“Wonka”: A Free-Market Fable
Young magician, inventor, and chocolate-maker Willy Wonka (Timothée Chalamet) arrives by boat with only a handful of coins in his pocket to an unidentified city of seemingly European character set in what seems to be roughly a century ago. He seeks opportunity, dreaming of opening his own candy shop at the Galeries Gourmet alongside Slugworth (Paterson Joseph) and other chocolate makers. Slugworth and the others sample his sweets and are threatened by the prospect of another competitor making quality chocolate that even the poor can afford. They then use their influence and direct government forces to prevent Wonka from entering the market.
To make matters worse, Wonka becomes an indentured servant to Mrs. Scrubitt (Olivia Colman), a slumlord and laundry proprietor, because he has to work off the exorbitant fees she forced on him, citing clauses in the contract for a room that he couldn’t read. Along with his fellow servants, Wonka stealthily begins a black-market chocolate operation to pay off debts and raise funds to open his shop while eluding Mrs. Scrubitt and the cartel’s goons.
That is the basic premise of Wonka, an entertaining loose prequel to the 1971 classic Willy Wonka and the Chocolate Factory, which is in turn based on the classic children’s books. Director Paul King, whose previous efforts include Paddington and Paddington 2, successfully creates a whimsical, Dalhsian world necessary for this character to inhabit. It tells an origin story that invokes countless rags-to-riches immigrant entrepreneurial success stories that people tell about America being a land of opportunity. He arrives in a new land, illiterate with a handful of sovereigns, and creates a brand that people trust.

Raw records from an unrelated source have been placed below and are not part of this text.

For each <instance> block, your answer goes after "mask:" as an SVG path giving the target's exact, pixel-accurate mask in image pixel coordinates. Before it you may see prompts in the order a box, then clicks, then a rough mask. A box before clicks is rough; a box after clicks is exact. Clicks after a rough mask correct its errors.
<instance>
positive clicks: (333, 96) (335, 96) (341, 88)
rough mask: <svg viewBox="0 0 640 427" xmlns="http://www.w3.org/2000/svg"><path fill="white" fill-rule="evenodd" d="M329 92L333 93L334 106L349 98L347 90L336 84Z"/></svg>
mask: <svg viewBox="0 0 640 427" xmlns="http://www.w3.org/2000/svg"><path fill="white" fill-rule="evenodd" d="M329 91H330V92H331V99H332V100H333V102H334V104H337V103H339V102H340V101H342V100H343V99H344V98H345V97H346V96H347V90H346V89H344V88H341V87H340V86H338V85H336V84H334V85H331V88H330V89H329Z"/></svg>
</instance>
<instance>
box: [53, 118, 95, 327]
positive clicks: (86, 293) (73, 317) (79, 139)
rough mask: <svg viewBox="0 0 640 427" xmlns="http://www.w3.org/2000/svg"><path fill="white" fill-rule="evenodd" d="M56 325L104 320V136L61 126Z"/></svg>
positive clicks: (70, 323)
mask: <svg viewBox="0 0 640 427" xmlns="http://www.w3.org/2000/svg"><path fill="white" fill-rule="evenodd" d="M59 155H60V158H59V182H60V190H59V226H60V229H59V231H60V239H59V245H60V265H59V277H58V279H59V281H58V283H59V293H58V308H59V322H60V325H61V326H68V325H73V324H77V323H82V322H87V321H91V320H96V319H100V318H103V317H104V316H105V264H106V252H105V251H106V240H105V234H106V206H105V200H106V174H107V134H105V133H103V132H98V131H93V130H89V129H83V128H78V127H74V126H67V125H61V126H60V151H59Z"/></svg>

The film also hilariously demonstrates how government overreach imposes costs on job creators. Upon arriving in his new home, Wonka is fined for daydreaming and confronted by police for “disrupting the trade of other businesses.” This leaves him with less capital to get his chocolate business off the ground. Ironically, Wonka immigrated to his new home with relative ease, but whatever benefit gained there is eroded by the excessive government intrusion.
Wonka is also a fable against the dangers of cronyism and corruption. Because Slugworth and his criminal gang want to protect their territory, they are not above bribing the Chief of Police (Keegan-Michael Key) or Father Julius (Rowan Atkinson, the funniest man alive), a cleric who has made a house of God into a den of thieves. This palm-greasing afflicts the very institutions whose purpose is to serve, protect, and minister.
King’s interpretation of Roald Dahl’s beloved confectionary entrepreneur does not seek to supplant the cherished 1971 original and does plenty to make it stand apart and on its own. If intended as a nostalgic cash grab, Wonka is one of the better recent examples of such. It is not as dark as previous incarnations, which some parents may find reassuring. Chalamet’s youth interpretation of Wonka is optimistic, wide-eyed, and high-spirited which is almost the opposite of Gene Wilder’s twisted sardonicism. The film’s music takes cues from Leslie Bricusse and Anthony Newley’s 1971 soundtrack while featuring new, serviceable songs by Neil Hannon. The physical look of Lofty, the film’s most prominent Oompa Loompa, is similar to the original except played by a CGI-captured Hugh Grant and not by a short-statured actor who could have benefitted from such a role.
While Wonka has hauled over half a billion dollars in so far at the global box office, do not hold your breath on Warner Bros. revisiting their Wonkaverse any time soon. Netflix acquired the Roald Dalh Story Company back in 2021 and will inevitably reimagine the Willy Wonka character yet again. It is yet to be seen how Netflix will handle classic characters like Wonka, Mr. Fox, or the BFG, and how audiences will react to them. In the meantime, King’s Wonka will satisfy your cinematic sweet tooth while extolling the virtues of fair competition in the marketplace and exposing the follies of cronyism.